Let them eat Dodger Dogs!
OPENING DAY at Dodger Stadium. Out on the fresh, emerald field, it was all about the RBIs and the ERAs.
Me, I was down in the dim expanse beneath the right-field pavilion, where my mind is on LDLs — the bad cholesterol. I could practically hear it churning through the arteries of people around me who bleed Dodger blue but feed nacho-cheese orange.
Spring, the season that launches diets and hope eternal, also launches the Dodgers’ new “all you can eat” section: 3,229 bleacher seats where last season’s $6 ticket has turned into a $35 passport to bottomless nachos, endless Dodger Dogs, bushels of peanuts and popcorn and lagoons of soda.
This, I had to see. (What does one wear to an “all you can eat” affair, anyway? Elastic? A tarp?)
Sports — watching, not playing — already is so entwined with party food that a ballgame without edibles would be like Thanksgiving without the tryptophan-turkey coma. But does an “all you can eat” ticket push from excess to grotesque? Would anyone eat himself into the black?
On the upper stadium levels Dodger Dogs are $4.75, popcorn $4.50. So, if you eat about seven Dodger Dogs, you’re seeing the game for free. But then, of course, you’d also have a bellyache and a few ugly pounds as a souvenir.
That seemed to be the plan for quite a few of the bleacher fans. As Rocky Lopez hollered as he hit the concession stand — and mind you, he’s been coming to see the Dodgers for 19 years, since he was 5, so it takes a lot to get him excited — “All you can eat! Wooooooooooo!”
The concession windows here open 90 minutes before the game and close two hours into it, ‘round about the 7th-inning belch, but hours of grazing still weren’t enough for some. I saw one scrawny young man brace himself with his back to the concession window and try to shove the steel shutters up as they rolled down.
The Dodger people told me that the 3,000 or so “all you can eat” ticket-holders ate about 8,000 hot dogs and yet-untallied quantities of peanuts and popcorn and nachos.
What I can tell the Dodger people is that their little marketing scheme isn’t just going to harrow the lab boys at the Center for Science in the Public Interest — it’s going to serve as social metaphor.
Monica Ortega bought bleacher tickets because they were the only ones left, and she was eating sparingly. But what about all those people who weren’t? Is “all you can eat” really a good idea in a democracy where everyone puts his pants on one leg at a time — but sometimes can’t zip them?
“People need to learn self-restraint and take responsibility for their own actions,” Ortega told me. “Just because you go to the “all you can eat” section doesn’t mean you have to eat it all.”
Wait a minute — lemme see those tickets. What is this, the Libertarian section?
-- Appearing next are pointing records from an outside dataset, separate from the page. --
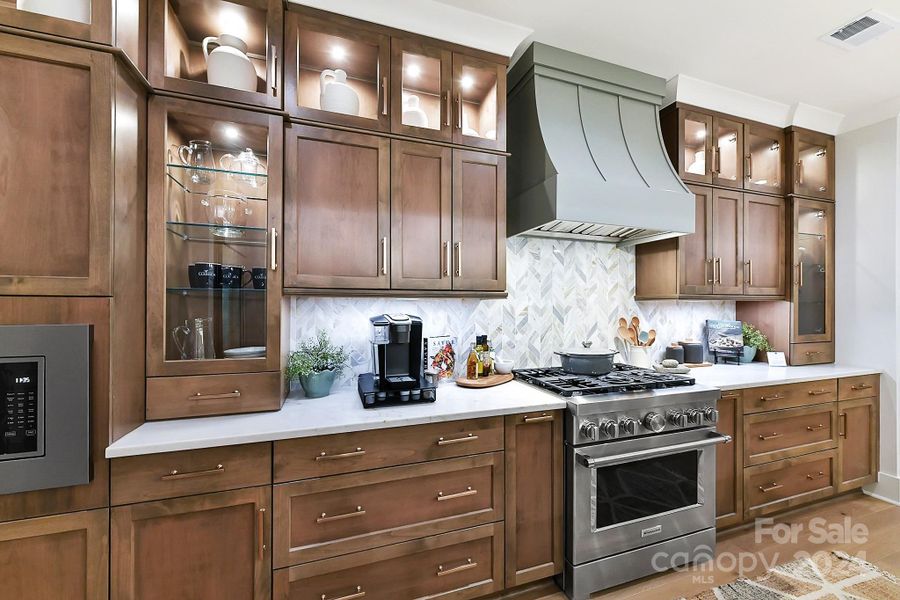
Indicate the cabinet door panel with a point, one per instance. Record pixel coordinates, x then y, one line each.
420 216
728 242
55 169
479 221
764 254
336 209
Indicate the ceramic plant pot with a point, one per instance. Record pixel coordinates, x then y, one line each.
318 384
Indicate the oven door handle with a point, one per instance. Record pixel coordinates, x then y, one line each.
603 461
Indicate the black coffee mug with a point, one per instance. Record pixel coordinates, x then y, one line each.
259 278
233 276
204 275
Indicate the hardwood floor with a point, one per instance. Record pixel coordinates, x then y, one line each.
873 533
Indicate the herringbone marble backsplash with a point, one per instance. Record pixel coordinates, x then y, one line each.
560 293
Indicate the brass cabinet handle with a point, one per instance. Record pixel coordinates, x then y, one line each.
468 492
199 396
325 456
471 437
543 418
463 567
174 474
356 513
357 594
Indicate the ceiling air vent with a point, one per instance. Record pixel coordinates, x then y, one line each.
860 30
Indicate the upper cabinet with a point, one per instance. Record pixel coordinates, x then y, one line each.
217 49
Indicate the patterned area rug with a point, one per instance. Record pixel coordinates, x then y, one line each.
824 576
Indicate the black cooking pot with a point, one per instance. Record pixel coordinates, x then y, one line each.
584 361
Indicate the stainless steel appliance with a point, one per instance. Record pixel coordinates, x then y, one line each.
45 404
640 473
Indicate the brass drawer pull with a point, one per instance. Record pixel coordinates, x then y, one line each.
357 594
326 519
226 395
463 567
544 418
469 492
325 456
471 437
174 475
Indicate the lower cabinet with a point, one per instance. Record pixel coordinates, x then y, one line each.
61 556
194 548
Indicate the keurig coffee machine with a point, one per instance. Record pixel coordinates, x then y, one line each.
397 376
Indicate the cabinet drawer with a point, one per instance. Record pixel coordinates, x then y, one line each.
199 396
171 474
812 354
787 483
850 388
459 565
321 518
790 395
348 452
791 432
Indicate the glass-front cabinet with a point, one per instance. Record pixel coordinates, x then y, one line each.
813 273
214 216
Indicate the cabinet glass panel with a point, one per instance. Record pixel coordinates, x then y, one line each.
728 153
421 77
695 142
478 102
70 10
216 239
217 42
338 74
812 247
764 161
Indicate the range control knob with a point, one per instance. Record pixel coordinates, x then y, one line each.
654 422
678 418
609 428
589 430
628 425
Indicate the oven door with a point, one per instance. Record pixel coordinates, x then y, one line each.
628 494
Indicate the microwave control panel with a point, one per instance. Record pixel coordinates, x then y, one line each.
21 407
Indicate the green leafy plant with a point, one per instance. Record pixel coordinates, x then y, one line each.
755 338
315 355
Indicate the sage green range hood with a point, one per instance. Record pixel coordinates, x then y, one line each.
587 157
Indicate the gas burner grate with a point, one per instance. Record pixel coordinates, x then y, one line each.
624 378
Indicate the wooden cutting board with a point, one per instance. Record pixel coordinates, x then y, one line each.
483 382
Candy Vega-Gomez came from Paramount with her three grown sons. Issac Gomez, who’s 19, had made it through six trays of nachos, three Dodger Dogs, two popcorns, two peanut bags, “and I’m still going.” He works it off working at Home Depot, but what about everyone else, the obese Americans who don’t? Isn’t this a cruel trick on them?
“That’s a lifelong habit,” Vega-Gomez shrugged. “It has nothing to do with the Dodgers.”
By my eyeball estimation, at Dodger Stadium, the average body mass index goes down as the ticket price goes up. Several levels above the “all you can eat” seats, I ran into the perpetually bright-side City Councilman Tom LaBonge, and asked him about the $35 ticket’s public health message.
“As chairman of the health committee for the City Council, I hope they don’t eat too much,” he said. Then again, that might not be so bad “as long as they walk down to Sunset Boulevard and catch the MTA and walk off those great Dodger Dogs!”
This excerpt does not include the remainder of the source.